Contents - Index - Previous - Next


Filter a file


Filter a File lets you strip unwanted text or markup out of a file.

It lets you use Concordance's text processing power to make a new version of your text file instead of making a concordance.

You could use it, for example, to strip all the HTML (web) mark-up out of a file, leaving only plain text; or to strip out references, comments, and other mark-up which you may have added for use with Concordance.

It can also be useful for understanding how Concordance is treating your text if you are having problems choosing the correct options.

Any warnings or other messages when filtering the file are shown in the Progress dialog.  When the new filtered file has been created, it is displayed in the File Viewer.

Example: Stripping HTML 

To remove all HTML (web) markup from a file, leaving only the text content, go to the Text menu, choose Ignore, and for Skip Markers 1, enter < as the opening marker and > as the closing marker.  Then choose Filter a File.  
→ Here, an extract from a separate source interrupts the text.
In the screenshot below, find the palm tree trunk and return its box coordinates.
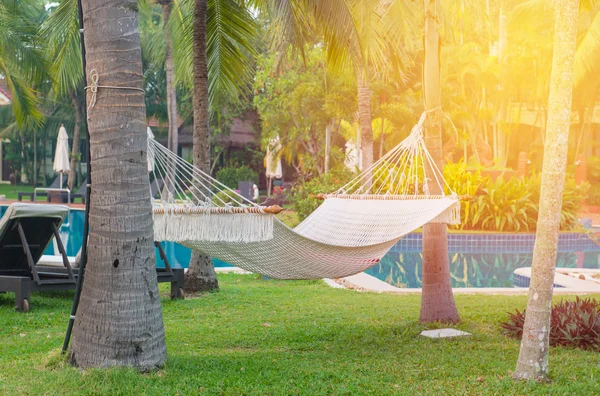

In this case, the same result could be achieved by opening the References dialog on the Text menu, defining  <  as the opening reference marker and  >  as the closing reference marker, then choosing Filter a File.  This is because Filter a File, like Concordance's usual text processing, strips out anything between reference markers.
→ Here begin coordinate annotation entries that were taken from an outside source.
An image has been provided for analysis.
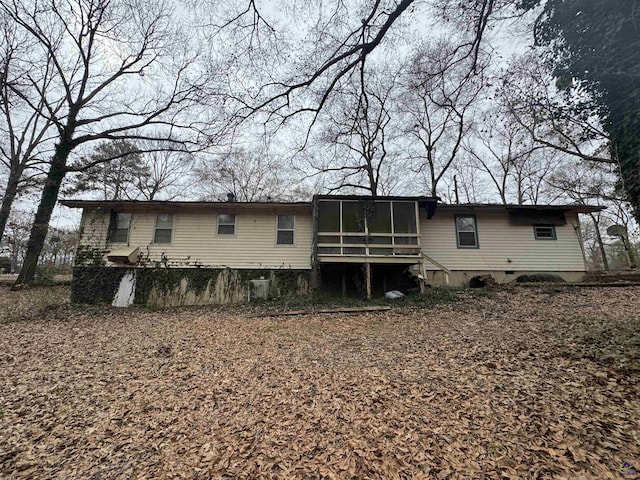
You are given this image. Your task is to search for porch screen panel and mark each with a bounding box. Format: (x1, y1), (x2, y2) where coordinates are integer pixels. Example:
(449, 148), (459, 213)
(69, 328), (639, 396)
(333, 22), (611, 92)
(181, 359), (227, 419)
(342, 202), (364, 233)
(318, 201), (340, 232)
(393, 202), (418, 234)
(367, 202), (391, 233)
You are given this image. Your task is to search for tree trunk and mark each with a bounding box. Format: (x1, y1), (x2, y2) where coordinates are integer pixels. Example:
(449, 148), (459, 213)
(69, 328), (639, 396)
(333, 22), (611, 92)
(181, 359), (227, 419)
(0, 171), (22, 241)
(589, 213), (609, 270)
(15, 143), (71, 285)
To remove HTML entities (special characters) as well as HTML markup between angle brackets, tick Convert HTML entities found in input in the Preferences dialog before filtering your file.

Details

Here in detail is what Filter a File does.

It reads your input file and writes a new output file (named automatically by adding the extension .Filtered to the name of your input file), performing the following actions:

1. Warns of long lines in the input 

2. If you have ticked Convert HTML entities found in input in the Preferences dialog, HTML entities will be translated to ANSI characters where those are defined in your file HTMLtoLatin1.ini.  (Step 9 below, if selected, will undo this, so there is no point in selecting both for filtering a file.)

3. Removes any text you have defined in the Ignore dialog on the Text menu (that is, text between skip markers or text from selected positions on the line, or both) 

4. Removes any control characters found in the file 

5. Trims any leading and trailing spaces in each line 

6. Removes characters not defined in your Alphabet, unless you have chosen the option in the Alphabet dialog which causes such characters to be added automatically to your alphabet. For more information, see the Alphabet dialog on the Text menu.

7. Translates OEM (DOS) characters to ANSI (Windows) characters if you have selected that option in the Alphabet dialog on the Text menu

8. Removes any text found between reference opening markers and reference closing markers, if any are defined in the References dialog on the Text menu.

9. If you have ticked Convert to HTML entities during output in the Preferences dialog, ANSI characters will be translated to HTML entities where those are defined in your file Latin1toHTML.ini.  (Step 2 above, if selected, will do the reverse of this, so there is no point in selecting both for filtering a file.)